If the Market Ever Thaws: A Five-Point Checklist
SB 1 froze the market; a future legislature could rewrite it, or suppliers could find a model that works under the caps. If real offers return, shop like this:
- Compare against the default, always. The only number that matters is the supplier's rate versus your utility's current SOS rate. Below it, keep reading; above it, stop.
- Calendar the contract end date the day you sign. Whatever the renewal rules are, the profitable customer is the one who forgets.
- Never sign at the door or on an unsolicited call. A real deal survives 24 hours of thinking it over.
- Check the license. Suppliers must be licensed by the Maryland Public Service Commission and listed on MD Electric Choice. Not there, not legitimate.

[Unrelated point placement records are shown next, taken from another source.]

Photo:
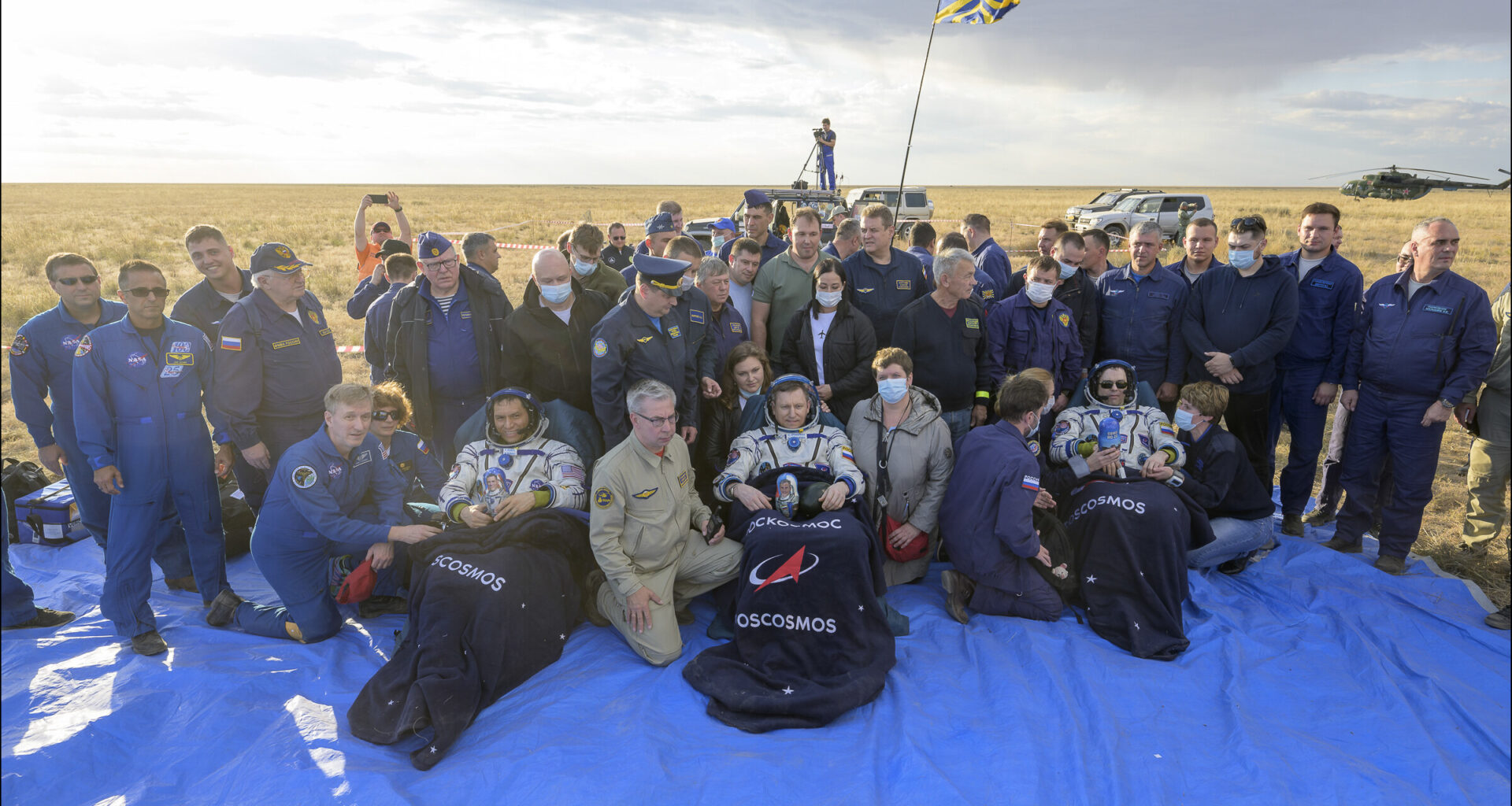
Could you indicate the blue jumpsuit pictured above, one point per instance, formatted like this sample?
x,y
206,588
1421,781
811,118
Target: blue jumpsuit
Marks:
x,y
141,405
1328,305
1403,356
43,366
271,375
321,504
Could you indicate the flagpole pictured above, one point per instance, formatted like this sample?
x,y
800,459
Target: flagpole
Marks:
x,y
897,203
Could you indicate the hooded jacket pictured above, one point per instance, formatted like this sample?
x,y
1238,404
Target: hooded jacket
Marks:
x,y
1251,318
821,446
1142,428
548,468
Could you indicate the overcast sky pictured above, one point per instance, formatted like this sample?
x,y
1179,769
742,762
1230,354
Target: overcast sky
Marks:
x,y
716,93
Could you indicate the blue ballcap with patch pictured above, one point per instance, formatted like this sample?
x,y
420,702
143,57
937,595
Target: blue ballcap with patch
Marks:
x,y
433,246
276,257
660,223
662,272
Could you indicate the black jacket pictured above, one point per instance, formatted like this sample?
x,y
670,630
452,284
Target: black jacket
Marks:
x,y
548,357
849,349
409,348
1078,294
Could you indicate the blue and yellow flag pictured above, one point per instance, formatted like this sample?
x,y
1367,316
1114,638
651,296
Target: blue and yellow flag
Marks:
x,y
976,11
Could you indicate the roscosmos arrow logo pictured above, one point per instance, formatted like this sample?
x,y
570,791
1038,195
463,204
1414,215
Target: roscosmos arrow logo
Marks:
x,y
791,569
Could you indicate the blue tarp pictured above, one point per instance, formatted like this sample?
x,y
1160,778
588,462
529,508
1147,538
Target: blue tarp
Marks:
x,y
1311,679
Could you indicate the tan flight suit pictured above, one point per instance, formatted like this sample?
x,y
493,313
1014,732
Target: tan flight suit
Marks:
x,y
643,528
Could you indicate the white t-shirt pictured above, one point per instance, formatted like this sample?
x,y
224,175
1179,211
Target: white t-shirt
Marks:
x,y
821,328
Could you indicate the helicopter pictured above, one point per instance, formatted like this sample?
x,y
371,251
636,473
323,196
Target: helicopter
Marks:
x,y
1398,185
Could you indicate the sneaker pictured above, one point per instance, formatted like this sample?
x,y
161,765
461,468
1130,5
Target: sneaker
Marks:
x,y
149,643
590,597
1343,545
223,608
381,605
46,617
958,592
1323,513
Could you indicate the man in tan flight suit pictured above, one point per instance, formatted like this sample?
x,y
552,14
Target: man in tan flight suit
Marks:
x,y
649,528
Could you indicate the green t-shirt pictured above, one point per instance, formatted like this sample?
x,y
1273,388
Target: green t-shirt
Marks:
x,y
787,287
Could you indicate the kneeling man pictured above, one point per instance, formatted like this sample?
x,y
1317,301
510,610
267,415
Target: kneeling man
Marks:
x,y
655,540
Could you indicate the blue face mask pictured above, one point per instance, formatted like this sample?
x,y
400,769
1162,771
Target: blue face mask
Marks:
x,y
557,294
892,389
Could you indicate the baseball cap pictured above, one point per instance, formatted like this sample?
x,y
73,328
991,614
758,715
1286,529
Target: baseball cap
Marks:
x,y
276,257
660,223
662,272
433,246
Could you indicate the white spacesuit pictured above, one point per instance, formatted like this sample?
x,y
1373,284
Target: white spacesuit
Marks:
x,y
489,471
813,445
1143,430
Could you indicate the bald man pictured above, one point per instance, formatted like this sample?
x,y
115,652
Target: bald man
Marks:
x,y
547,349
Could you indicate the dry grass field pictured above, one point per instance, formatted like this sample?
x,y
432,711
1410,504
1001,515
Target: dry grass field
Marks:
x,y
113,223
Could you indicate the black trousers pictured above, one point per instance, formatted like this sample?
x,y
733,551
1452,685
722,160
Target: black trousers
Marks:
x,y
1247,418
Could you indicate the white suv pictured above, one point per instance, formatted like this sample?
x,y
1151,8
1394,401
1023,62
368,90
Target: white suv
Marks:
x,y
1163,209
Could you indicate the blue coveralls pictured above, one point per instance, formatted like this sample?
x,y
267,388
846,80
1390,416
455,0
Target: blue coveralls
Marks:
x,y
321,504
1140,323
1021,336
455,371
988,523
994,262
1328,305
141,405
43,366
879,292
626,348
1403,356
271,375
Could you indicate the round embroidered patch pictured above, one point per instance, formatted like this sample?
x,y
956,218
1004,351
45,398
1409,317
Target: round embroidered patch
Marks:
x,y
302,477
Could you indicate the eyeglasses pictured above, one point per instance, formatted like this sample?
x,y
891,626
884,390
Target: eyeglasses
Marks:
x,y
658,422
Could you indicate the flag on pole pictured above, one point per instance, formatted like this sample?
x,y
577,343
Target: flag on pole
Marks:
x,y
974,11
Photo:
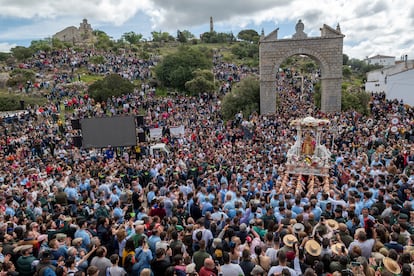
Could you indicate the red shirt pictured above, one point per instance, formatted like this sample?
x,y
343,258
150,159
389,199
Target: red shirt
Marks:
x,y
204,271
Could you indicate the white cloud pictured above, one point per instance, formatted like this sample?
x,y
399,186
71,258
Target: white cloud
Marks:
x,y
370,26
5,47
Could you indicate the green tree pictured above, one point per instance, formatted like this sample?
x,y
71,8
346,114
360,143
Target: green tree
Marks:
x,y
20,76
187,34
41,45
346,71
4,56
132,38
245,50
181,37
214,37
248,35
161,36
357,101
203,81
97,59
350,100
345,59
177,68
244,97
111,85
21,53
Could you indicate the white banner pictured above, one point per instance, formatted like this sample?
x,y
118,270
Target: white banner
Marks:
x,y
177,131
155,133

- Do the math on thin savings. Under SB 1's cap, no legal offer can beat SOS by much — decide whether a few dollars a month is worth tracking another contract.
Sources
Everything above is 2026-current and sourced from: MD Electric Choice — "Why you may see fewer offers" (the state's own explanation of the frozen market); Maryland General Assembly — SB 1 (2024) (price cap, commission ban, 12-month limit, dual billing); WMAR-2 News Baltimore (coverage of the supplier exodus); and the US EIA (19.1¢/kWh Maryland residential average, April 2025; chart history 1990–2025). We review these figures every six months.